Hirzebruch classes and motivic Chern classes for singular (complex) algebraic varieties

In this paper we study some new theories of characteristic homology classes for singular complex algebraic varieties. First we introduce a natural transformation T_{y}: K_{0}(var/X) -> H_{*}(X,Q)[y] commuting with proper pushdown, which generalizes the corresponding Hirzebruch characteristic. Here K_{0}(var/X) is the relative Grothendieck group of complex algebraic varieties over X as introduced and studied by Looijenga and Bittner in relation to motivic integration.
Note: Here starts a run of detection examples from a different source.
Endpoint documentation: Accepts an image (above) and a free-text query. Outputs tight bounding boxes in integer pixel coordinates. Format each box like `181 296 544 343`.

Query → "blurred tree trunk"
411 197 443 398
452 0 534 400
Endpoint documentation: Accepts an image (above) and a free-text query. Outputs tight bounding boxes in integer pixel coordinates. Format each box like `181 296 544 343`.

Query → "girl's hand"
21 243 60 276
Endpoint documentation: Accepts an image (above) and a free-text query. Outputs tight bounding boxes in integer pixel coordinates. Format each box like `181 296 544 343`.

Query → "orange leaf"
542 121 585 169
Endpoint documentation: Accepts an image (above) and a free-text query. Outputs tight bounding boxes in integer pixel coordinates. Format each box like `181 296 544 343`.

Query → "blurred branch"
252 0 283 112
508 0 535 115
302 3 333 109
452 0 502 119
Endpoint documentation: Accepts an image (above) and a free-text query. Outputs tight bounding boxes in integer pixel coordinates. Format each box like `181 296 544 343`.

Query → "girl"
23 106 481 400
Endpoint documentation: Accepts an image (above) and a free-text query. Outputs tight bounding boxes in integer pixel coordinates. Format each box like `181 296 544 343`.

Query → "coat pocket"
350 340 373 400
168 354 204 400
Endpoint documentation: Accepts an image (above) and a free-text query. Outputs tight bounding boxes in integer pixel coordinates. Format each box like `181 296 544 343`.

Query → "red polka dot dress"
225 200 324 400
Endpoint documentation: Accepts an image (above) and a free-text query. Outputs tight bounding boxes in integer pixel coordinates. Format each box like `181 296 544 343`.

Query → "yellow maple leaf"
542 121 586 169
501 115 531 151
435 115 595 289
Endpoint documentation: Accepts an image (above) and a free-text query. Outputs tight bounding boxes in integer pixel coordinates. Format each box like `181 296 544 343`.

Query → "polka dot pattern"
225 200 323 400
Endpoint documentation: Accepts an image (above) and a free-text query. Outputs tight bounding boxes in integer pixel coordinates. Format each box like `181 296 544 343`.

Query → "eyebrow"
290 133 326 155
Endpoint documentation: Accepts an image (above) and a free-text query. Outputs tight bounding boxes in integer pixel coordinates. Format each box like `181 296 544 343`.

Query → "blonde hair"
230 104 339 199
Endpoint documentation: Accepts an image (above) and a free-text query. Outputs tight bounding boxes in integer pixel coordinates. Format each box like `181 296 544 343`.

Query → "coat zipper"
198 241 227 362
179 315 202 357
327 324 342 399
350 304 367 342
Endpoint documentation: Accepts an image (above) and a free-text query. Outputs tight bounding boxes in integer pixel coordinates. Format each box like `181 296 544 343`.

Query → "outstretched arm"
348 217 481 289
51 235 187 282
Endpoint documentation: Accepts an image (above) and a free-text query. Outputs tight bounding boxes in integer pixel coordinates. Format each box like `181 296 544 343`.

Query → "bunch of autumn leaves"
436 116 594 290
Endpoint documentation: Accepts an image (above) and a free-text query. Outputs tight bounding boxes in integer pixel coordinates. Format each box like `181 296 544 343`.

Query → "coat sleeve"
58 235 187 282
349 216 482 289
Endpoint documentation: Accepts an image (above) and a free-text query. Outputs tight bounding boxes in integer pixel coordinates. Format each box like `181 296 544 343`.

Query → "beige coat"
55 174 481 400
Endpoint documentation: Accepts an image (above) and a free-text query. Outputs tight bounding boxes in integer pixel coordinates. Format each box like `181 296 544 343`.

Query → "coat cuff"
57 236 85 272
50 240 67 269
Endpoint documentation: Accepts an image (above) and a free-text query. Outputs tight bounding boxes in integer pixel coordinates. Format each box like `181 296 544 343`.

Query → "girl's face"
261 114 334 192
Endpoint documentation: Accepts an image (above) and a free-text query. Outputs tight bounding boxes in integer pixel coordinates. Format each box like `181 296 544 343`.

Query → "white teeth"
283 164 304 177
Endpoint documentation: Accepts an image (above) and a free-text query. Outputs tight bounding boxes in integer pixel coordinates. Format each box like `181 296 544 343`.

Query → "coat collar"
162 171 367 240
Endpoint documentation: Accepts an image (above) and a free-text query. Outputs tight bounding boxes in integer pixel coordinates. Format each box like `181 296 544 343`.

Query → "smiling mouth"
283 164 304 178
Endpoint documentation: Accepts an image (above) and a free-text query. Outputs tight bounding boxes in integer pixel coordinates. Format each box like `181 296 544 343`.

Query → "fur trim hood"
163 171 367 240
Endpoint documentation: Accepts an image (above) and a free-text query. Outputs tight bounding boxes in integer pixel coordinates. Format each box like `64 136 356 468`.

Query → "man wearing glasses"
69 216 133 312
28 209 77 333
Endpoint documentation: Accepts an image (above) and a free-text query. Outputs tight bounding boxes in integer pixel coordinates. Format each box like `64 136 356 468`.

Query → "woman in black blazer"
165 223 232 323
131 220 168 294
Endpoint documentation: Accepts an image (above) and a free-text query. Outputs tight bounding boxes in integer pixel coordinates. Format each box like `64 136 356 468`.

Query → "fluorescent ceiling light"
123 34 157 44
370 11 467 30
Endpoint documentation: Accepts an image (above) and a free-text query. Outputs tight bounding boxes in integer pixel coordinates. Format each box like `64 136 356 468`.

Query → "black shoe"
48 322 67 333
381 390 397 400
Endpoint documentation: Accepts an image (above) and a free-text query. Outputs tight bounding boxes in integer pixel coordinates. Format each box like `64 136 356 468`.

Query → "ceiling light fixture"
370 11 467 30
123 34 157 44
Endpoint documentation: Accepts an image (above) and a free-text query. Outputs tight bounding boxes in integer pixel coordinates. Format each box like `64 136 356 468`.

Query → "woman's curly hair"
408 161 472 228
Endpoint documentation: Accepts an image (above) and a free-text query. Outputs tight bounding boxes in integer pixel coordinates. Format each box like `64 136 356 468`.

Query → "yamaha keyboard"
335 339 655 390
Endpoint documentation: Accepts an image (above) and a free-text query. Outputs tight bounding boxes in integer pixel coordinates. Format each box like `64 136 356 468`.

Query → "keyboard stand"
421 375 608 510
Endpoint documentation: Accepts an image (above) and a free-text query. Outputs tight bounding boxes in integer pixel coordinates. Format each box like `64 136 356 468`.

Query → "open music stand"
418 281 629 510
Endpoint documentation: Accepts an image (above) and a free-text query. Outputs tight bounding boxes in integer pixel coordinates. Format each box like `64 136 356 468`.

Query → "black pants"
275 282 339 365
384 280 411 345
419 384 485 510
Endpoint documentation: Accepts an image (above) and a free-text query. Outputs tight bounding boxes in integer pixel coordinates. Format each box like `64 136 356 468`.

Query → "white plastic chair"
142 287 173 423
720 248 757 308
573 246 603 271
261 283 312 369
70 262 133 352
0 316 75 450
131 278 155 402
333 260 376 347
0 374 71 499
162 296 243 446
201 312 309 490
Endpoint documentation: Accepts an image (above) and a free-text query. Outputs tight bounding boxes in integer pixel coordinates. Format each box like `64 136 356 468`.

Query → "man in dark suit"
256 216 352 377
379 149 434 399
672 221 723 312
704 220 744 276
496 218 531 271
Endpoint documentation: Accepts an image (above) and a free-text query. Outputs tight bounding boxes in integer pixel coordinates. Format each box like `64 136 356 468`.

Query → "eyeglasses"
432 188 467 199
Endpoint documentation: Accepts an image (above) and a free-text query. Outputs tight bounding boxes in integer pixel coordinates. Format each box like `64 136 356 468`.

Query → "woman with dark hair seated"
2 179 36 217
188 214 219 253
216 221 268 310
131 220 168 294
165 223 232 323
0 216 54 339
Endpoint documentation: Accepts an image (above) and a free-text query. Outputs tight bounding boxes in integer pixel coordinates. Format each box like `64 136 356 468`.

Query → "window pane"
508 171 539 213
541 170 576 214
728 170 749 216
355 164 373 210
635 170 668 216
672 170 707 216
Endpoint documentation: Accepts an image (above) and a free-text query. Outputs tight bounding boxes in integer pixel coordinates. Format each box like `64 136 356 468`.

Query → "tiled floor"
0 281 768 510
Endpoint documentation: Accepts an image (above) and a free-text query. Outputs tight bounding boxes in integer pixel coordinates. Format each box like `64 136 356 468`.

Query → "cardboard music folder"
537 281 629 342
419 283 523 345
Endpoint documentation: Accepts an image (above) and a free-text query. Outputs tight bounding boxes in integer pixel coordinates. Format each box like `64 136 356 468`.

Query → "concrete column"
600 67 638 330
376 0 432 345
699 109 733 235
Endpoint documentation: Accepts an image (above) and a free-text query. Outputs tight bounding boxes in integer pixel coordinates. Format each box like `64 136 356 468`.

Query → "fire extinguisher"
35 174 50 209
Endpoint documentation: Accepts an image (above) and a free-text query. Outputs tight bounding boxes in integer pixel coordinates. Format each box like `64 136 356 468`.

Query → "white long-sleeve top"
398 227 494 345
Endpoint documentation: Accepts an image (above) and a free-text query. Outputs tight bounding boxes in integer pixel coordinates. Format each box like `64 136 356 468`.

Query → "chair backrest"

T_{y} is a homology class version of the motivic measure corresponding to a suitable specialization of the well known Hodge polynomial. This transformation unifies the Chern class transformation of MacPherson and Schwartz (for y=-1) and the Todd class transformation in the singular Riemann-Roch theorem of Baum-Fulton-MacPherson (for y=0). In fact, T_{y} is the composition of a generalized version of this Todd class transformation due to Yokura, and a new motivic Chern class transformation mC_{*}: K_{0}(var/X)-> G_{0}(X)[y], which generalizes the total lambda-class of the cotangent bundle to singular spaces. Here G_{0}(X) is the Grothendieck group of coherent sheaves, and the construction of mC_{*} is based on some results from the theory of algebraic mixed Hodge modules due to M.Saito. In the final part of the paper we use the algebraic cobordism theory of Levine and Morel to lift mC_{*} further up to a natural transformation mC'_{*} from K_{0}(var/X) to a suitable universal Borel-Moore weak homology theory. Moreover, all our results can be extended to varieties over a base field k, which can be embedded into the complex numbers.